4.4 Amazons Rules for Teams
As we mentioned in Chapter 1, Amazon has a rule that no team should be larger than can be fed with two pizzas; in the early years of this century they adopted an internal microservice architecture. Associated with the adoption was a list of rules to follow about how to use the services:
- All teams will henceforth expose their data and functionality through service interfaces.
- Teams must communicate with each other through these interfaces.
- There will be no other form of inter-service/team communication allowed: no direct linking, no direct reads of another teams datastore, no shared-memory model, no backdoors whatsoever. The only communication allowed is via service interface calls over the network.
- It doesnt matter what technology they [other services] use.
- All service interfaces, without exception, must be designed from the ground up to be externalizable. That is to say, the team must plan and design to be able to expose the interface to developers in the outside world.
Each team produces some number of services.
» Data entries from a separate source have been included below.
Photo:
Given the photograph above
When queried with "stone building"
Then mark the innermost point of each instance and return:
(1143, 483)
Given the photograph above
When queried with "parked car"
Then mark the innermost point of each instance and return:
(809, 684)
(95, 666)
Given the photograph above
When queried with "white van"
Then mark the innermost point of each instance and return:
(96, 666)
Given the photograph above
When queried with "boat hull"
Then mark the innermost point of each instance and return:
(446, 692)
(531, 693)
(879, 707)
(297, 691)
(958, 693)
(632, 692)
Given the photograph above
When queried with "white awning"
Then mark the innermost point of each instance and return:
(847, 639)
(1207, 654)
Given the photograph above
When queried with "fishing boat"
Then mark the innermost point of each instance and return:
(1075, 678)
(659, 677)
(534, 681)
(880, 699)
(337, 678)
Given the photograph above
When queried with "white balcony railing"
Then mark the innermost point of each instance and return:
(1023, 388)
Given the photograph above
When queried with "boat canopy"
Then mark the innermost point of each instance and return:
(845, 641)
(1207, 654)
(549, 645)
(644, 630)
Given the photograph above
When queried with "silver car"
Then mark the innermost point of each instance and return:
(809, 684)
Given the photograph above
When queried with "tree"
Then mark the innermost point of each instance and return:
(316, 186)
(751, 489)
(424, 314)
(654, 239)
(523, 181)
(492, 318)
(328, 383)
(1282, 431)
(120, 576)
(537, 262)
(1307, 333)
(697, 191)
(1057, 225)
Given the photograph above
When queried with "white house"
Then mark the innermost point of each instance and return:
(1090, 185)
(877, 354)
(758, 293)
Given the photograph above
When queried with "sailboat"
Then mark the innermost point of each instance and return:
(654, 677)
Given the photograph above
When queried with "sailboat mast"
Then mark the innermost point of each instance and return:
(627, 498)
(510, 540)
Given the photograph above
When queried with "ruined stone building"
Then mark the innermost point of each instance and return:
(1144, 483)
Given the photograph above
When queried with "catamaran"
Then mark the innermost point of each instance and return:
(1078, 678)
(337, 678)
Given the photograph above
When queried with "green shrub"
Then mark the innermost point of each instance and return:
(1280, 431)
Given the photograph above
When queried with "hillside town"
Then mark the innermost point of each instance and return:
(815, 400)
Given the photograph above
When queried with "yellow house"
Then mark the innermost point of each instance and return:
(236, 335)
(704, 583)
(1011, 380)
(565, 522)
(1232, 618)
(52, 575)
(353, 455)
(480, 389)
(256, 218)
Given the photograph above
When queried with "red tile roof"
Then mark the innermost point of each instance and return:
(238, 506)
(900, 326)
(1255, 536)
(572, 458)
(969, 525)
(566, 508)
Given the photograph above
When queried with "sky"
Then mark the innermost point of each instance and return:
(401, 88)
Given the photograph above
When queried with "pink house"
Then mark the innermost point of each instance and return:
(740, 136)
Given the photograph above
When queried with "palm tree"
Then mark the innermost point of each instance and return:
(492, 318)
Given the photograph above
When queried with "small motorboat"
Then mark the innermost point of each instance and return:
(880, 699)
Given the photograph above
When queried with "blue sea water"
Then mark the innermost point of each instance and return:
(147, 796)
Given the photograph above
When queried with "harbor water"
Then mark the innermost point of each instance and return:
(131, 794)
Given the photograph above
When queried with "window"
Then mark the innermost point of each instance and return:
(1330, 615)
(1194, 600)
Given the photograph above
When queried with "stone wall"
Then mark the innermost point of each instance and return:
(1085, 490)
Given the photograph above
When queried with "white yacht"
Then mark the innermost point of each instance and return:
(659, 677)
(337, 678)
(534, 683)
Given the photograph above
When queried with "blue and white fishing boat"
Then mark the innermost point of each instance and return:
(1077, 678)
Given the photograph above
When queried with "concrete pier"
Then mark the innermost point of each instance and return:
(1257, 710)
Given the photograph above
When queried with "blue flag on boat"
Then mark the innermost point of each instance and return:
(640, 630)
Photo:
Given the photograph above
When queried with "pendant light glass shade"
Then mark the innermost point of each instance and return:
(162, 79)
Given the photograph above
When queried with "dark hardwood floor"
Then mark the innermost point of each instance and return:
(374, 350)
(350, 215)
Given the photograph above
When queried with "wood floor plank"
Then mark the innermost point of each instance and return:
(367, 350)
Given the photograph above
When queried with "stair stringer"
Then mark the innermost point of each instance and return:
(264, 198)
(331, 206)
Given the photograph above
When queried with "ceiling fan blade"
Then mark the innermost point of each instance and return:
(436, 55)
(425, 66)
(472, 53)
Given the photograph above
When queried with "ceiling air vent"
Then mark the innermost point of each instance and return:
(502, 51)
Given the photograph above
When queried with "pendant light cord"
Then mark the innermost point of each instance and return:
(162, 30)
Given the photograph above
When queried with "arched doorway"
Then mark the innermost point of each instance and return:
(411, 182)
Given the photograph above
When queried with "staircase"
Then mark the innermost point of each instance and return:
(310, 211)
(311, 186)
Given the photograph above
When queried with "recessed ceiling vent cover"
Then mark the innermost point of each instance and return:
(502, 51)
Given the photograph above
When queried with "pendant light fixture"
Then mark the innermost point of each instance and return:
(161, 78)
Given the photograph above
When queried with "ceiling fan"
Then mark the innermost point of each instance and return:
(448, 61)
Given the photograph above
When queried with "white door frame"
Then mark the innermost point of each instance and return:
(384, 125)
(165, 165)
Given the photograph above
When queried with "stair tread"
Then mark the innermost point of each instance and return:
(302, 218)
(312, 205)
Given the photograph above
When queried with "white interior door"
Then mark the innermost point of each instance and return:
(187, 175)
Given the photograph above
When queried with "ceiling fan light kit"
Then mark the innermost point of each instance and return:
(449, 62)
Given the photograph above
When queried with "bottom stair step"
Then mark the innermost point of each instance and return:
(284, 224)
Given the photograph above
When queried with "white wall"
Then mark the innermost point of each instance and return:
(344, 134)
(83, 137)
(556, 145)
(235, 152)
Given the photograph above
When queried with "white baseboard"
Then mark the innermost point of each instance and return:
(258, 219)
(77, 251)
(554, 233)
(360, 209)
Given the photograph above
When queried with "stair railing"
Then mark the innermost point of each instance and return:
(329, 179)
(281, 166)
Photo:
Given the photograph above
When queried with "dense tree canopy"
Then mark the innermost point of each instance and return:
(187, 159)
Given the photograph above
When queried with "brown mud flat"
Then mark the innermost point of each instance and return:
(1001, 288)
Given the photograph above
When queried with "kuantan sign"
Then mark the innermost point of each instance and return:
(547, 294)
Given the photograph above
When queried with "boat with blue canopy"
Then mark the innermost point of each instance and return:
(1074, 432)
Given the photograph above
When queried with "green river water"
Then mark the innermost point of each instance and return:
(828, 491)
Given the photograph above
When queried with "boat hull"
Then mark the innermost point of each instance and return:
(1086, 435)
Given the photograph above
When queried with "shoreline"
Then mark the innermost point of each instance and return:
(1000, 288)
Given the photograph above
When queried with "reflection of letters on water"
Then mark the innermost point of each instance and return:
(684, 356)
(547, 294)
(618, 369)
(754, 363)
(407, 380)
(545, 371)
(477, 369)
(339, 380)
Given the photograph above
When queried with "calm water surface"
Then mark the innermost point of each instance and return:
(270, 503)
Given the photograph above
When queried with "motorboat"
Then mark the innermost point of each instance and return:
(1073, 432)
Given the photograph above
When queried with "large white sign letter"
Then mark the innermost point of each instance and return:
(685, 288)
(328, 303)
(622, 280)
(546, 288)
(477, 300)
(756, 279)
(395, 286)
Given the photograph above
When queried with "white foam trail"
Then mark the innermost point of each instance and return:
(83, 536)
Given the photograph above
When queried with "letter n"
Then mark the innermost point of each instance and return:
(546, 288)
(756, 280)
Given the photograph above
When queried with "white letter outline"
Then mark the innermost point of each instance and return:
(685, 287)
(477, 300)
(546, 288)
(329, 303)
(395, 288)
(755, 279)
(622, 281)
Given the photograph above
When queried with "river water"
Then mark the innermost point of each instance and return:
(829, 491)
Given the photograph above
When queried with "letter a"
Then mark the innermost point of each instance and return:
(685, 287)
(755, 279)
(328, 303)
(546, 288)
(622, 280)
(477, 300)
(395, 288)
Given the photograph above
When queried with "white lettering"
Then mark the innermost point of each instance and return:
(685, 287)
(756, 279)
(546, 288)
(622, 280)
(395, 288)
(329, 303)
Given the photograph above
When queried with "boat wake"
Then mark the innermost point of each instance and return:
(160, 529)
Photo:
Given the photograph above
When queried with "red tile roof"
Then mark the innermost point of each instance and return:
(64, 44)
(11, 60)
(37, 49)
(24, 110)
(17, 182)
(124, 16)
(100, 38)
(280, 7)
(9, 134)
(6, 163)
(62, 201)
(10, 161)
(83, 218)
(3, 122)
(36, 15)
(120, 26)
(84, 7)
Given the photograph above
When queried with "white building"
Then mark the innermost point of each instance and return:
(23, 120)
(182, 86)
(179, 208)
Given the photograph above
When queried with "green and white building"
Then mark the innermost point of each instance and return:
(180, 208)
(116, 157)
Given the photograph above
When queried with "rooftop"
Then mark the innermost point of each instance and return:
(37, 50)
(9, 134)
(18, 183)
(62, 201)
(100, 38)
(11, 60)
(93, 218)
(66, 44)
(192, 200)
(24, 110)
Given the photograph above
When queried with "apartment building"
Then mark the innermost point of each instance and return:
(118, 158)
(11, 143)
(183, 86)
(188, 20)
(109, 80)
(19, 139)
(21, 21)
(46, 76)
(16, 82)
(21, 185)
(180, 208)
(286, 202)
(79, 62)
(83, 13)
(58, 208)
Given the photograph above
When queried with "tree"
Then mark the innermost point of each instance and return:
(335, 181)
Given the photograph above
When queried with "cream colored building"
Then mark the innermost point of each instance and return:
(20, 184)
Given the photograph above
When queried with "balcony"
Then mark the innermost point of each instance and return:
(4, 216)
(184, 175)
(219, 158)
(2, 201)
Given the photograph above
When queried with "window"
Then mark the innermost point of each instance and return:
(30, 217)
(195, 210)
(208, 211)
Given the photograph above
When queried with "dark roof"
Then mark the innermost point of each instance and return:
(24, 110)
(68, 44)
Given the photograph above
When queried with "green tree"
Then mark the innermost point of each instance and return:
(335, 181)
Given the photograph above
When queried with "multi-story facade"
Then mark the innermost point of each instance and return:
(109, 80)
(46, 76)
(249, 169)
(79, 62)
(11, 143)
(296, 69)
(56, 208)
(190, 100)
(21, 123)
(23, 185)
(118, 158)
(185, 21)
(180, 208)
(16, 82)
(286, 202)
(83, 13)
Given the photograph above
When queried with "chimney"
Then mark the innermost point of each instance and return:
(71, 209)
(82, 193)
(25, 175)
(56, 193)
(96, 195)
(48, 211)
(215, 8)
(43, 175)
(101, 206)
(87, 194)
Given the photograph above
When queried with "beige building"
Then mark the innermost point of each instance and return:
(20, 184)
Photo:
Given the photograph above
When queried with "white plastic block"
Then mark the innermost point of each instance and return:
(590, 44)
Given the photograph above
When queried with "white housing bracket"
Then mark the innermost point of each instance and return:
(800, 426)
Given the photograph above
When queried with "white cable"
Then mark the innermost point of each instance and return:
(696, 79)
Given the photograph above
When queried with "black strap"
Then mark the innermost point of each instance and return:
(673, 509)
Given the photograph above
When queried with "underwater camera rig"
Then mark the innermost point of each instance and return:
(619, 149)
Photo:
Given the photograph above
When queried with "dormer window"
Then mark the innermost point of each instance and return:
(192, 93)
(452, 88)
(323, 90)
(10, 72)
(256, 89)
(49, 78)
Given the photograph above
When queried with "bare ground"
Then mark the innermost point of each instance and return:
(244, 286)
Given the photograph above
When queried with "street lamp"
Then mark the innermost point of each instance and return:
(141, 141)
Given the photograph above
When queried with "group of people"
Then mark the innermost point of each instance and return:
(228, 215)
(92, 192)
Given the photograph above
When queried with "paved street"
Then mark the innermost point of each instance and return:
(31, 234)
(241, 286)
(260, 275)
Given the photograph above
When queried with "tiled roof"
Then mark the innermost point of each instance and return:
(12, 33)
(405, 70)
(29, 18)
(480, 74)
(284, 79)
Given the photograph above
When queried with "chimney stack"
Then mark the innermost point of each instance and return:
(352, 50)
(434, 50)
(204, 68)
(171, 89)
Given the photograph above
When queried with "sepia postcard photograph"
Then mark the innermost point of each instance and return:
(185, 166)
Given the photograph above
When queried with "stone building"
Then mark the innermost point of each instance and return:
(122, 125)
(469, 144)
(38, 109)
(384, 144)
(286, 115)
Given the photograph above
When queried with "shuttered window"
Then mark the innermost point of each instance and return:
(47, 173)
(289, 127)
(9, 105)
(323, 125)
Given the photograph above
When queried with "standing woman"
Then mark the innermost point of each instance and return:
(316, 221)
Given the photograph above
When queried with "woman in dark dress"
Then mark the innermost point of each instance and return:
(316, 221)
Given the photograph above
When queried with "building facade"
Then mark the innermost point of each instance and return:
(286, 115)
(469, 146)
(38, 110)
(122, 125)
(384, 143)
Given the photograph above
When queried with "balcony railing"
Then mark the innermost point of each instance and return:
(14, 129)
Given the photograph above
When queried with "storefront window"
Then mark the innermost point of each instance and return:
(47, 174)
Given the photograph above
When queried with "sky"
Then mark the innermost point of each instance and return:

Every service is totally encapsulated except for its public interface. If another team wishes to use a service, it must discover the interface. The documentation for the interface must include enough semantic information to enable the user of a service to determine appropriate definitions for items such as customer or address. These concepts can sometimes have differing meanings within different portions of an organization. The semantic information about an interface can be kept in the registry/load balancer that we described earlier, assuming that the semantic information is machine interpretable.
By making every service potentially externally available, whether or not to offer a service globally or keep it local becomes a business decision, not a technical one. External services can be hidden behind an application programming interface (API) bound through a library, and so this requirement is not prejudging the technology used for the interface.
A consequence of these rules is that Amazon has an extensive collection of services. A web page from their sales business makes use of over 150 services. Scalability is managed by each service individually and is included in its SLA in the form of a guaranteed response time given a particular load. The contract covers what the service promises against certain demand levels. The SLA binds both the client side and the service side. If the clients demand exceeds the load promised in the SLA, then slow response times become the clients problem, not the services.